Dat proef ik ook een beetje in deze woorden.
Al lezende op weer zo’n mooie, vredige ‘September Morn’ waarop de zon nog dwarser door de grote Cannabladeren schijnt waardoor ze nog groener lijken op te lichten, las ik over de manier om de stilte in jezelf aan te boren tot een diepere laag van ‘intens levendige vrede’.

Ik kwam al aardig in the mood toen ik opkeek en een grote spin zag in gevecht met een insect........
wèg vrede.
Ik vond de situatie zo hilarisch dat ik inwendig in schaterlachten uitbarstte. Dat bevorderde het serieuze lezen ook niet echt.
Omdat Tolle ook schrijft dat ‘het altijd beter en belangrijker is op te houden met lezen dan door te lezen’, heb ik daar, al hikkend, maar even gevolg aan gegeven. (Ja, natuurlijk ruk ik het uit z’n verband.)

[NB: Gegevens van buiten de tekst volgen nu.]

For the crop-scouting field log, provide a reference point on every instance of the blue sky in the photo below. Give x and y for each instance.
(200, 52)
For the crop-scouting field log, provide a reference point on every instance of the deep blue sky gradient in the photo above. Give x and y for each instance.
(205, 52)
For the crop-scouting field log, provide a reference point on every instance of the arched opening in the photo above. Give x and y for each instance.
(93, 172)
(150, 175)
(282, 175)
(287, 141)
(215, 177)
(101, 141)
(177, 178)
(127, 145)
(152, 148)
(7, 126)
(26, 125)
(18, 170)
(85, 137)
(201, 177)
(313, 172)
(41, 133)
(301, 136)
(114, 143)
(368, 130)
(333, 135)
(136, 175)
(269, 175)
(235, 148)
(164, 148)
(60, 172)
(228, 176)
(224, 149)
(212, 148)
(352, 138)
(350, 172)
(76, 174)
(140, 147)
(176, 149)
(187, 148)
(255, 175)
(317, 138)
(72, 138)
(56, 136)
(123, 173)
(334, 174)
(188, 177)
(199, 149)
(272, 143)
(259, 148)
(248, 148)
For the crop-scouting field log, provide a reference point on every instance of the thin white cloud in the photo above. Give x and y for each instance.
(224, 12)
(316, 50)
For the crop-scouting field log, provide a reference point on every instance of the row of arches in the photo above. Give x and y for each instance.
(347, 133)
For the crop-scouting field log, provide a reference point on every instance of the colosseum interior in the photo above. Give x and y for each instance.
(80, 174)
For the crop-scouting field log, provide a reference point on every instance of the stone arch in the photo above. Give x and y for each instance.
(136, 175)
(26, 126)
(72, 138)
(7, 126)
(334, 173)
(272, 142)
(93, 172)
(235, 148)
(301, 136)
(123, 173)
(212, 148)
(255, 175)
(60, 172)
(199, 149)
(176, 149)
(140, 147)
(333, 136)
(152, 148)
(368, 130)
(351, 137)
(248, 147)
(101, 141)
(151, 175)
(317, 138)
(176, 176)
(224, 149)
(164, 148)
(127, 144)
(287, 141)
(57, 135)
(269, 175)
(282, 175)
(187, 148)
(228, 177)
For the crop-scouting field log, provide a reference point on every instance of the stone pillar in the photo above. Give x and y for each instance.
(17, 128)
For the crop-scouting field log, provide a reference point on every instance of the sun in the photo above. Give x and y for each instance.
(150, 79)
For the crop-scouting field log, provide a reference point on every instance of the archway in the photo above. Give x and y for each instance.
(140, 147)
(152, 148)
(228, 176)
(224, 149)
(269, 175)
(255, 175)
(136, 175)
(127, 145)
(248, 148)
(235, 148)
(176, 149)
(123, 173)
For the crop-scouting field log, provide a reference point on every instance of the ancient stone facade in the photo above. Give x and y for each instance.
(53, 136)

Het eerste deel van het boek bestaat uit eigen uitspraken, die Tolle zelf ‘heilig’ noemt. (p 9)
Ik ben zo vrij om dat met een korrel zout te nemen. Maar misschien bedoelt hij gewoon letterlijk: apart gezet. Dan zal ik daar verder niet over vallen want ze staan allemaal apart van elkaar.
Met de nodige reserves begon ik aan dit boekje. (want op foto’s vind ik hem onsympathiek)
Ik ben ook een beetje allergisch voor esoterisch geneuzel maar al lezende ging het mij toch boeien. Veel open deuren, dat wel, maar mooi verwoord. Mooier dan ik dat kan.
Veel herkenbare dingen zoals:
‘Ieder ego bevat wel ten minste een element van wat we een ‘slachtoffermentaliteit’ zouden kunnen noemen. Sommige mensen zien zichzelf zo duidelijk als slachtoffer dat de slachtofferrol de centrale kern van hun ego wordt.’
Ik herken dat in bepaalde figuren, die dat niet in woorden uitdrukken maar in hun houding. Tegelijkertijd stralen ze ook heldhaftige pogingen uit om het te relativeren en daardoor in balans te blijven. Maar je voelt van een afstand dat interne gevecht.
‘Zoals water een vaste, vloeibare of gasvorm kan hebben, kan het bewustzijn ‘bevroren’ zijn als materie, ‘vloeibaar’ als verstand en denken en vormloos als zuiver bewustzijn.’
Hierbij moest ik denken aan Swaab die in zijn boek 'Wij zijn ons brein' naar mijn idee enkel over het brein spreekt in ‘bevroren’ toestand met hooguit een paar druppeltjes vloeibaar.
'Als je in de natuur loopt of rust, eer haar dan door er helemaal te zijn. Wees innerlijk stil. Kijk. Luister.
Zie hoe elke plant en elk dier helemaal zichzelf is. Anders dan de mensen hebben ze zich niet in tweeën gesplitst. Ze leven niet via een mentaal beeld van zichzelf en hoeven dus ook niet te proberen dat beeld te beschermen en te versterken. Het hert is zichzelf. De narcis is zichzelf.'

Zou dat het zijn waardoor mensen zo graag in de natuur rondlopen en daardoor tot rust komen?
De natuur ademt iets uit wat we zelf zouden willen bezitten. Rust. Eenheid.
Dat de natuur door mij dan haar eigen schoonheid en heiligheid leert kennen gaat voor mij een stapje te ver. Te etherisch, te vaag.
In de hoofdstukken ‘relaties’, ‘De dood en de eeuwigheid’ en ‘Lijden en het einde van het lijden’ heb ik het meest gemarkeerd. Er staan teveel nadenkertjes in om hier neer te plempen. O.a over het luisteren.
Een ieder leze zelf.

Nou, eentje dan:
'Als je kunt leren de eindes in je leven te aanvaarden en zelfs te verwelkomen, kun je tot de ontdekking komen dat het gevoel van leegte dat in het begin onbehaaglijk was, verandert in een gevoel van innerlijke ruimte waar een diepe vrede van uitgaat.
Door te leren op deze manier elke dag te sterven stel je je open voor het leven.'

Voor mij is dat met wat andere woorden zeggen wat Jezus in Joh 12:25 ook al zei:
Wie zijn leven liefheeft, zal het verliezen, en wie zijn leven haat (níet op de eerste plaats zet/loslaat) in deze wereld, zal het behouden tot het eeuwige leven.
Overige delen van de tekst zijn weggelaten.